Lawsuit: Mississippi’s Sodomy Law Unconstitutional

Lawsuit filed over Mississippi's sodomy law.

A federal lawsuit has been filed to declare Mississippi’s sodomy law unconstitutional.

The lawsuit, filed by five people with the alias Arthur Doe, Brenda Doe, Carol Doe, Diana Doe and Elizabeth Doe, says in 2003, the U.S. Supreme Court held that the right to engage in certain intimate sexual conduct, historically known as sodomy, is constitutionally protected under the 14th Amendment.

“Despite this clear proclamation made more than a decade ago, Mississippi continues to enforce its criminal statute prohibiting sodomy, titled unnatural intercourse,…by requiring people convicted of unnatural intercourse to register as sex offenders and follow myriad, onerous prescriptions on their everyday life pursuant to Mississippi’s sex offender registry law,” according to the lawsuit filed last month in U.S. District Court in Jackson.

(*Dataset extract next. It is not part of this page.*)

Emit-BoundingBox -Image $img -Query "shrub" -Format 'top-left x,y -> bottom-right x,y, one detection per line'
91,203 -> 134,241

The unnatural sex law says: “Every person who shall be convicted of the detestable and abominable crime against nature committed with mankind or with a beast, shall be punished by imprisonment in the penitentiary for a term of not more than ten years.”

The lawsuit seeks to prevent enforcement of the law. It seeks an injunction compelling the state to remove the plaintiffs from the sex offender registry, expunge all records signaling their past inclusion, and/or enjoining the state from administering and enforcing the registry law. In addition, the plaintiffs seeks attorney fees and costs

“Registration as a sex offender burdens almost every aspect of daily life. Plaintiffs – all of whom are required to register only for convictions under Mississippi’s Unnatural Intercourse Statute or an out-of-state conviction Mississippi deems analogous – suffer significant restrictions on their public and personal lives through Mississippi’s plainly unconstitutional conduct. Plaintiffs move for summary judgment and injunctive relief to stop Mississippi from enforcing its unconstitutional sodomy prohibition and to remove the Unnatural Intercourse statute or any purportedly analogous out-of-state law as offenses subject to the MSOR.”

The lawsuit names Attorney General Jim Hood as one of the defendants.

“Our office will defend the constitutionality of our sex offender registry. The individual plaintiff cases will be fact specific, requiring a lengthy analysis of each case. The registry is a vital safety tool for Mississippi families,” Hood said Wednesday in a statement.

Local Jackson attorney Rob McDuff, joined by the New York-based Center for Constitutional Rights, and Los Angeles attorney Matthew Stugar, filed the lawsuit on behalf of individuals charged with violating the law.

” The Supreme Court unequivocally declared this kind of “sodomy” statute unconstitutional thirteen years ago, in 2003. The Court in Lawrence v. Texas pointed out that the mere existence of sodomy statutes is an invitation to subject the LGBT community to discrimination both in the public and private spheres,” said Center for Constitutional Rights Senior Staff Attorney Ghita Schwarz. “And yet, 13 years later, Mississippi still has an Unnatural Intercourse statute on the books, and still enforces that statute by requiring people with those convictions, or those from out-of-state it deems “equivalent,” to register as sex offenders for 25 years, a devastating consequence that causes enormous financial and social burdens. Mississippi’s Unnatural Intercourse statute and the requirement that those with UI convictions register are unconstitutional, and they must be invalidated.”

The lawsuit says Mississippi’s unnatural intercourse law is indistinguishable from Georgia and Texas laws declared unconstitutional by the U.S. Supreme Court in the 2003 ruling.

McDuff says in court papers the Mississippi imposes sex offender registration not only on individuals convicted under the state law, but also for out-of-state crimes that have sodomy as an element of the conviction.

In the state’s answer to the lawsuit, Special Assistant Attorney General Paul Barnes has asked for an order dismissing the lawsuit with prejudice, meaning it can’t be brought back up, and at plaintiffs’ sole cost.